Measuring Corporate Performance in an Era of Complexity, Scrutiny, and Uncertainty

May 17, 2011
Authors
  • Linda Hwang

    Former Manager, Research, BSR

  • Sissel Waage

    Former Manager, BSR

Read the related report on corporate ecosystem services tools.

In March, the apparel company Puma joined a growing roster of companies trying to improve their understanding of corporate performance by placing a dollar value on their use of “ecosystem services,” the natural systems that businesses rely on to provide raw materials, adequate supplies of clean water, and protection from natural disasters. Following in the footsteps of companies like Dow Chemical, which launched a US$10 million initiative to value and incorporate nature into its global business decisions, and Disney, which passed a corporate policy to produce a “net positive impact” on ecosystems, Puma plans to produce an environmental profit-and-loss statement that reflects its full economic impact on ecosystem services.

As interest in this area grows, companies such as Parametrix and Exponent have developed tools businesses can use to measure and value ecosystem services. While this is a positive development, the value of these tools has been difficult to determine, most notably due to the limited number of tests in corporate settings, as well as uncertainty related to data, time, expertise, and costs required to run the tools.

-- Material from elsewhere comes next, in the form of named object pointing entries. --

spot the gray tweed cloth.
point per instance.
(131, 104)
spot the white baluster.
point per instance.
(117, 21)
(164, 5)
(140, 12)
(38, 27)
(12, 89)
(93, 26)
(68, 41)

To address this challenge, BSR’s Ecosystem Services Working Group set up a pilot test to compare the performance of seven tools in one potential corporate application: What are the potential impacts of a hypothetical large-scale residential housing development in the U.S. state of Arizona’s San Pedro watershed, in which there would be both increased water demands and disturbances to the Chihuahuan desert scrub associated with the development? We asked each tool team to focus on four parameters: water provisioning, carbon sequestration, cultural services, and biodiversity. For each tool, we also tracked the time, cost, level of expertise required, and other factors associated with its use.

The pilot test showed that while side-by-side comparisons are difficult due to significant differences among the tools and their intended applications, there is an opportunity to refine the approach of the tools as a whole to make them more useful to companies looking for an effective “off-the-shelf” application that can also fit into existing corporate protocols.

The Challenge of Side-by-Side Comparisons

There is an ongoing debate over how to translate ecosystem services concepts into clear, commonly accepted measures that can inform decision-making. This debate is reflected in the diverse set of methods and metrics applied by each tool-developer team, and, as a result, it is not easy to directly compare one tool to another.

For example, ARIES and InVEST are both computer models that conduct detailed, landscape-level analyses and simulations of potential activities. But the comparison ends there. ARIES provides maps of ecosystem services flows using data within artificial-intelligence-enabled models. That tool also shows levels of certainty. InVEST, on the other hand, applies ecological-attribute data of land-use land-cover data types within an ArcGIS environment.

Within these different contexts, the two models use distinct metrics to measure and report on impacts to ecosystem services from various scenarios. In our study, while the findings were the same, the process was distinct.

Because side-by-side comparisons of these tools are not possible, decision-makers must evaluate each one uniquely based on the tool’s credibility, cost, ability to replicate findings, and the added value (such as cost savings and streamlined permitting processes) the tool provides within corporate environments. In some cases, this could mean a combination of tools is necessary.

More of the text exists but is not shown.